Marking off the playing field
Croquet in the backyard — a favorite memory from my family’s annual trips to Iowa in the heat of summer.
Within an hour or two after piling out of the van, and after we’d had iced tea and cookies in Grandma’s kitchen, we’d tromp out back to set up the croquet with all the hoops and stakes, wooden balls and mallets.
My grandpa would mark off the playing field, his long strides measuring the distance from one hoop to the next.
Then, TOCCKK!, the first ball is struck and the game begins.
Something like this is going on in the second chapter of Tale of Genji. After a fast-paced opener, this chapter settles down and we begin to see how the game is to be played. Genji is now 17 years old and a young captain in the palace guards. He and the other palace residents are confined indoors during early summer rains.
So young Genji ends up holding court with his close friend and two older men.

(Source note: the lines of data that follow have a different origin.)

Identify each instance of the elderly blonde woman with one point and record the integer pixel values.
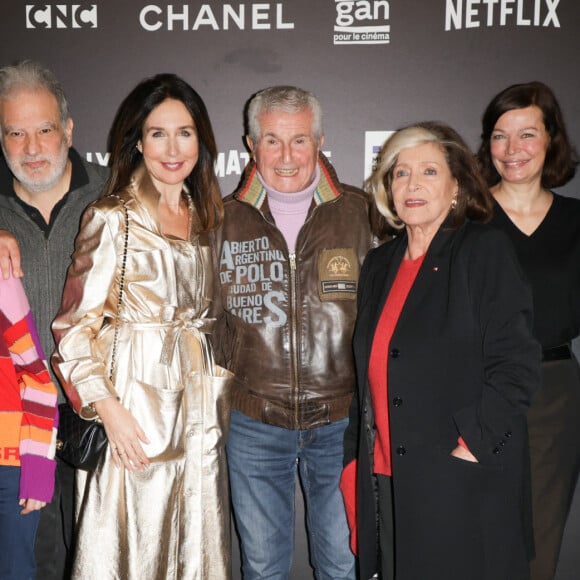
(436, 448)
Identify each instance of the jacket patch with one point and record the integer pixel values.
(338, 271)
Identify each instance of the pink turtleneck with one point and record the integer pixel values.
(289, 210)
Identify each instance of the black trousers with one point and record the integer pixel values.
(54, 539)
(554, 430)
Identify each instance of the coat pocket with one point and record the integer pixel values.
(160, 414)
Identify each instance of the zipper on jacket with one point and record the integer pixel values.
(294, 339)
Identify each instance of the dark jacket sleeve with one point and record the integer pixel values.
(502, 305)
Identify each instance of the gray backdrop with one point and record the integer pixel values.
(375, 65)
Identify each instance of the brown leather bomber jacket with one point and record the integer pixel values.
(290, 317)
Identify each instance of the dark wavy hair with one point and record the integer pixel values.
(127, 130)
(561, 156)
(474, 200)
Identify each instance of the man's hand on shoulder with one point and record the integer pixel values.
(9, 254)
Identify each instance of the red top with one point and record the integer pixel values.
(378, 363)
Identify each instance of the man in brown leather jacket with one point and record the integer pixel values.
(290, 252)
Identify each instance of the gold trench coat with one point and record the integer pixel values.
(170, 521)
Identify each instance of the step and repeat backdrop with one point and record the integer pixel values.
(375, 65)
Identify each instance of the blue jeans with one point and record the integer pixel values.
(263, 461)
(17, 532)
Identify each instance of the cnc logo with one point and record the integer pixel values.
(362, 22)
(61, 16)
(261, 16)
(478, 13)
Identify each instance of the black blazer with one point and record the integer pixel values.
(462, 362)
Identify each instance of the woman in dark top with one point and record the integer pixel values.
(524, 152)
(436, 479)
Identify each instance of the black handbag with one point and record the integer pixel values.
(81, 442)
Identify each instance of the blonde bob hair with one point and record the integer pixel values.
(474, 200)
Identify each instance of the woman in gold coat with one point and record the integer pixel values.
(156, 507)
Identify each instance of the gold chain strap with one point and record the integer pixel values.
(121, 288)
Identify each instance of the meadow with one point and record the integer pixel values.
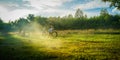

The four of them start talking about women — the ideal woman, women of rank they’ve observed, and women they’ve known.
I get the impression that the narrator is pacing off the course that will be run through the next 52 chapters — rehearsing what traits are attractive in a woman, which ones are dangerous, and what’s expected of a wife. And although Genji should be paying attention, the narrator points out that he’s found dozing off at intervals while the older men are spouting off conventional wisdom and sharing personal missteps.
As they talk about the ideal woman, we get an idea of how hard it is (impossible, even?) for a real woman to meet the criteria of the day.
For example, it’s the woman’s responsibility to keep her husband faithful — and if he isn’t, she’s the one who needs to fix it. As one of the older gentlemen says, “Most of the time it is the wife’s attitude that helps her husband’s fancies to pass.”
Like croquet, there are definite rules and an order to things that must be followed. Break the rules, and you’re out of luck — back to the starter’s stake. Go through the hoops, and you get to advance.
But I have a feeling that Genji will be one of those players who doesn’t like to play by the rules.